….I had a lot of things on my mind (as the song by The Band goes).
This morning started at midnight when my alarm clock went off. Apparently we had a blip of a power outage last night and it set my alarm back to 12:00 a.m.
I—mercifully—got back to sleep without an allergy attack or a spinning-out-of-control thought.
Then at 5:30, I came out of a dream to the sound of whinnying.
You didn’t misread that.
Whinnying. Nonplussed whinnying.
Out of bed I bounded to find two of our three neighbor horses grazing by the lamb fence in the morning fog. If I hadn’t been so annoyed I’d have said, “ahhhh.” I won’t tell you what I said. Use your imagination.

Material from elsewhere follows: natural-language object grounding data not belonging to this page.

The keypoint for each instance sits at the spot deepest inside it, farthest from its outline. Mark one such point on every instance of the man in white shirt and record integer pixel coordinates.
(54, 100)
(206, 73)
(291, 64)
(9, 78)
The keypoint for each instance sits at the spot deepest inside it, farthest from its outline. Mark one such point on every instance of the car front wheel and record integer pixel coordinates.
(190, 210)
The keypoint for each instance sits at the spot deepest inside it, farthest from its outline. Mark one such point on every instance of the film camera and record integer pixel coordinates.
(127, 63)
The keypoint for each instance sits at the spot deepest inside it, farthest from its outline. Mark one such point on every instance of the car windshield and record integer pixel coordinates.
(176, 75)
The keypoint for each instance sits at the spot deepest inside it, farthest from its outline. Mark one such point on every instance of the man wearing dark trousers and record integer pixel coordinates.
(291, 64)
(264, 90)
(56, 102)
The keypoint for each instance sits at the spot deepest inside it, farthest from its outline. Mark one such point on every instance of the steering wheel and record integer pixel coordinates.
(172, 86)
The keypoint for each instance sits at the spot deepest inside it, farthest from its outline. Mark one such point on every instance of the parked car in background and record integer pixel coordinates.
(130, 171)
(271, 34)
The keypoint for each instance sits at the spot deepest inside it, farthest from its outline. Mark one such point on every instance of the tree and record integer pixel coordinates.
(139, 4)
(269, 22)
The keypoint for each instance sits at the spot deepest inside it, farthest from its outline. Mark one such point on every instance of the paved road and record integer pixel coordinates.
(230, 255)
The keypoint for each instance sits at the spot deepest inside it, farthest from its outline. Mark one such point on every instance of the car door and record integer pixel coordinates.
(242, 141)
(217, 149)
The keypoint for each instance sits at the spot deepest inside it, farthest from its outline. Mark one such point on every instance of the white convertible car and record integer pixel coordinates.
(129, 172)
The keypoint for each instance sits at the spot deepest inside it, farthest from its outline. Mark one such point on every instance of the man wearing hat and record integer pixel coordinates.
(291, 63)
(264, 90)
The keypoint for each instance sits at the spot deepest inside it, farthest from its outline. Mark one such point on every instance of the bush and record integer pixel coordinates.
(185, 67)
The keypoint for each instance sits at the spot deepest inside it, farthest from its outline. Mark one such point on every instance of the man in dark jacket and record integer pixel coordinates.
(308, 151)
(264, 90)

Instead, I threw on a ragtag arrangement of clothes and boots and headed out the door to find the source of the non-stop whinnying—picturing a horse with a broken leg, or a horse rolled up in a tangle of broken electric fencing. This is the worst that my tired mind could imagine. In a few minutes stroll down the road I found Horse #3 standing in his own pasture (with an entire corner of destroyed fence where he, too, could’ve escaped) whinnying his displeasure that his two buddies had left him and wouldn’t come back. This horse was the tattle tale on the playground. The one yelling, “Hey they’re breaking the rules!!!” Poor thing.
Back in the kitchen I watched Rueger and Rosie, the naughty ones, move further from the lamb pasture and onto my lawn, sampling the various grasses and a few of my perennials. Oh well, fewer for me to deadhead.

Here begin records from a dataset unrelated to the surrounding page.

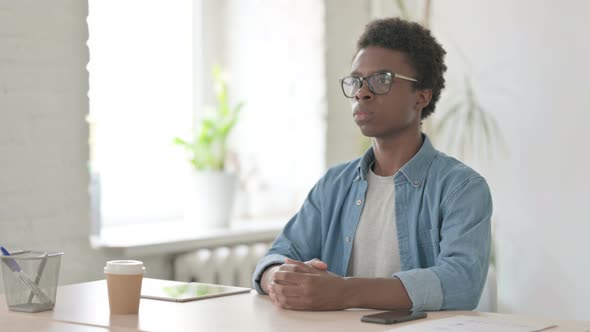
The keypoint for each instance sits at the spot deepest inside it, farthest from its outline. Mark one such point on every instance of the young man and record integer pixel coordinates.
(403, 227)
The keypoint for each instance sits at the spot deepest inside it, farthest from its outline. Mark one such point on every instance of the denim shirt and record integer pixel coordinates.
(442, 208)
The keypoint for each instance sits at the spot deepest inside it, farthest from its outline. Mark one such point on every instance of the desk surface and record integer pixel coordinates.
(87, 304)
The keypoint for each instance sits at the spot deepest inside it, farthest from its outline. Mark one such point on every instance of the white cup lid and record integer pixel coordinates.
(124, 267)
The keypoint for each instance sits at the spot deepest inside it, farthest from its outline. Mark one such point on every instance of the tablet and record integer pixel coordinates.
(176, 291)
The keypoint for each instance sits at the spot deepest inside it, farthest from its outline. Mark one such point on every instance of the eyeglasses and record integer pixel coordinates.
(378, 83)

It was now 5:45. Put on the kettle. Grab the camera. Wait for a godly hour to call my neighbor.
When we lived on an Iowa farm the cows would occasionally break free. These weren’t little dairy cows, either. We did the same — sat and watched until the keepers came.
Ditto with the roaming cows! This morning, as I went to throw open another window, I noticed that the resident doe brought a fawn with her today. No whinnying. They’re enjoying the earliest crop of apples. Beautiful.